原告は、弁護士費用のほかに、訴訟に関する費用として印紙代、切手代等金三万円を請求しているが、その印紙代および切手代が、本訴の裁判費用のそれであるならば、それは本訴の訴訟費用の中に含まれるものであり、従つて、民事訴訟法第九五条により裁判所において当然訴訟費用の裁判によつてその負担者を定めることになるものであつて、その結果被告らの負担に決定した分については、原告において、訴訟費用額確定決定を経て被告らに対し償還を求めることができることになるので、これと別個に当該訴訟における訴訟費用について実体法上の原因にもとづき更に重複して給付判決を求めるのは全く不必要なことであり、権利保護の利益を欠くものというべきであるから、この請求は認められない。

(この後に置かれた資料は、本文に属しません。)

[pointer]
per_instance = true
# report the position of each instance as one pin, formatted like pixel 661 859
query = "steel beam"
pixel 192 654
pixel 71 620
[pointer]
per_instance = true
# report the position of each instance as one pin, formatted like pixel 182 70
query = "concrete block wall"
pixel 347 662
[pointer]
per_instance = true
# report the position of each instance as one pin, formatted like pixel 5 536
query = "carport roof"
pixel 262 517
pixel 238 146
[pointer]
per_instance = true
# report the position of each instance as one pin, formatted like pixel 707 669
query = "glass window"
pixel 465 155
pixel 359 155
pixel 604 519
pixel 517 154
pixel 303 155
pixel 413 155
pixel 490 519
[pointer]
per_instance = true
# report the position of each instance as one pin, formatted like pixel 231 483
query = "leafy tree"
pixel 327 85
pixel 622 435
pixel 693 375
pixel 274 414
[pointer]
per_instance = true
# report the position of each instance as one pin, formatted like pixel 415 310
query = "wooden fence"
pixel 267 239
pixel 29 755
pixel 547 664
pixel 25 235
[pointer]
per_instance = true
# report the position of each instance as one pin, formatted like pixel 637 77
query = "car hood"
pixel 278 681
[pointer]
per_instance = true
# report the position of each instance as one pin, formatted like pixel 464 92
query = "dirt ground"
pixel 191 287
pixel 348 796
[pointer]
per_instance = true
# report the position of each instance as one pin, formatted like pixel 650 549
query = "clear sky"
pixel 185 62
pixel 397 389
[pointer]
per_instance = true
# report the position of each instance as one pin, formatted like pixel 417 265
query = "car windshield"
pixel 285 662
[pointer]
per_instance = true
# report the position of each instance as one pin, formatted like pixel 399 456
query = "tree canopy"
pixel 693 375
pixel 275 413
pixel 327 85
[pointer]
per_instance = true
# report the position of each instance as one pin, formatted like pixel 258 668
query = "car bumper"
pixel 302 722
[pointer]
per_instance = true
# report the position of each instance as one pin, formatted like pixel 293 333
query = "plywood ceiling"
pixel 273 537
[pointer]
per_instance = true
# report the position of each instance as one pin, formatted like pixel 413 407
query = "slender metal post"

また、右印紙代等が訴訟費用以外のものを意味するとしても、その具体的内容について何ら主張立証がないから、いずれにせよこの請求は失当である。

第六、結語

以上の理由により、原告の請求は、右第五項において損害賠償を認めた金額の合計金三八万四三七一円およびこれに対する各被告に対する訴状送達の翌日であることが記録上明白な昭和四五年六月一三日から支払済まで民法所定の年五分の割合の遅延損害金の限度で正当として認容し、その余は失当として棄却することとし、訴訟費用の負担につき民事訴訟法第九二条、第九三条を、仮執行の宣言につき同法第一九六条を、各適用して主文の通り判決する。